“O oportunismo é uma das principais características do jogo político no Brasil. A maior regra é sempre tentar mudar a regra no meio do jogo. Por isso, não foi à toa que muitos se apressaram em defender o adiamento das eleições municipais deste ano. A crise provocada pela pandemia do corona vírus apresentou uma chance quase perfeita para o exercício desse nosso oportunismo diário.
O motivo é óbvio. A chegada da pandemia provocou mudanças significativas no quadro político nacional e em questão de dias vai começar alterar o quadro político local. Em um cenário tão incerto, as estratégias traçadas antes da pandemia perderam eficácia, pois neste momento a percepção e a expectativa do eleitor em relação aos seus governantes vai começar a ser guiada pelo seu desempenho perante a pandemia. E Caruaru não deve ficar de fora desse movimento.

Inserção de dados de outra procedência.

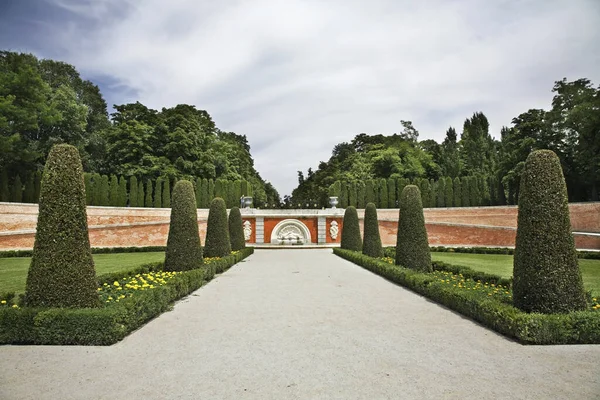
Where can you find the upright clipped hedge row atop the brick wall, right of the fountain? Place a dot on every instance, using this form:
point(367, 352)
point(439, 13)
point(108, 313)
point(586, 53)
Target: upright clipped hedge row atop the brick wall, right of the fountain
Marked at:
point(445, 192)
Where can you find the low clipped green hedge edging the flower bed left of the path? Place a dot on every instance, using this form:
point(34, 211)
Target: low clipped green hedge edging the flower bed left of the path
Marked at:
point(108, 325)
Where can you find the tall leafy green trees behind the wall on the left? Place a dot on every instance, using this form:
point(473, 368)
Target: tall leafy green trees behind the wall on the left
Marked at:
point(43, 102)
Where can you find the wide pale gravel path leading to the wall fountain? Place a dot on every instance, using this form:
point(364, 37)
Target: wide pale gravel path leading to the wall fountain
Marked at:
point(303, 324)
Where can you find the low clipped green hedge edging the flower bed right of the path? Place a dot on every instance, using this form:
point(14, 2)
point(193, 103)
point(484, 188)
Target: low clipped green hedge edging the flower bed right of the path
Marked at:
point(580, 327)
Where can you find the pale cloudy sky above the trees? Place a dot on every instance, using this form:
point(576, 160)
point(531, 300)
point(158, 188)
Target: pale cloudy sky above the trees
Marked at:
point(298, 76)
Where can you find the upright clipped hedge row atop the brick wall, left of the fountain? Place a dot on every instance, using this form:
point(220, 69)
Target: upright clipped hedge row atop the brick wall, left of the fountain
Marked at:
point(103, 190)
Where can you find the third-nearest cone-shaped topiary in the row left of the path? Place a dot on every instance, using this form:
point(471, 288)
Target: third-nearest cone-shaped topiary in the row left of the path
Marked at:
point(217, 231)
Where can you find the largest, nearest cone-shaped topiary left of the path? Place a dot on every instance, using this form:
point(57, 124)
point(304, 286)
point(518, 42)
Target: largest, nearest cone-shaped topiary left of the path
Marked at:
point(62, 271)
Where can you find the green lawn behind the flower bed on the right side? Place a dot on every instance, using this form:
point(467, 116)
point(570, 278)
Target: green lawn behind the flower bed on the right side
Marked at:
point(501, 264)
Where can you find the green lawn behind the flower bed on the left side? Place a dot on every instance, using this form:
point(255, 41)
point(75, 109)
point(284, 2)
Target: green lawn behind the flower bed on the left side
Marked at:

Nos últimos anos a prefeita Raquel Lyra conseguiu se colocar à frente do processo político da cidade buscando dar volume ao governo por meio de uma série de obras de infraestrutura financiadas pelo empréstimo de 83 milhões do FINISA. Até agora, o governo Raquel Lyra navegava em mares tranquilos. Não foi alvejado por uma oposição articulada, nem enfrentou problemas administrativos graves e ainda contou com o aporte do empréstimo que oxigenou sua estratégia e a blindou contra o isolamento político.
Agora nada disso serve mais. A crise da pandemia deslocou – e vai deslocar ainda mais – a percepção e a avaliação do eleitor para um dos pontos mais frágeis de qualquer prefeitura: a saúde pública. O município exerce um papel muito importante na gestão da política de saúde,o que não dá espaço para a terceirização de responsabilidades (o que é possível fazer, por exemplo, quando se trata de segurança pública). A cada dia uma parte da sociedade vai demandar mais ações de isolamento enquanto outra parte deve pressionar pela sua flexibilização. O conflito entre estes dois grandes interesses exercerá grande pressão sobre o governo municipal.
É uma crise que vai expor todos os gestores a um teste muito duro. Dificilmente alguém sairá ileso, mas é a sua condução e as medidas adotadas para mitigar os efeitos mais perversos (leia-se: mortes) que serão cruciais para determinar o rumo das próximas eleições.
E não se trata de uma tarefa simples. Os casos em Pernambuco dispararam, a subnotificação e a falta de testes já é uma situação evidente. E o nosso comportamento social reticente, minimizador e completamente averso ao cumprimento de regras é o fermento para uma crise dramática.”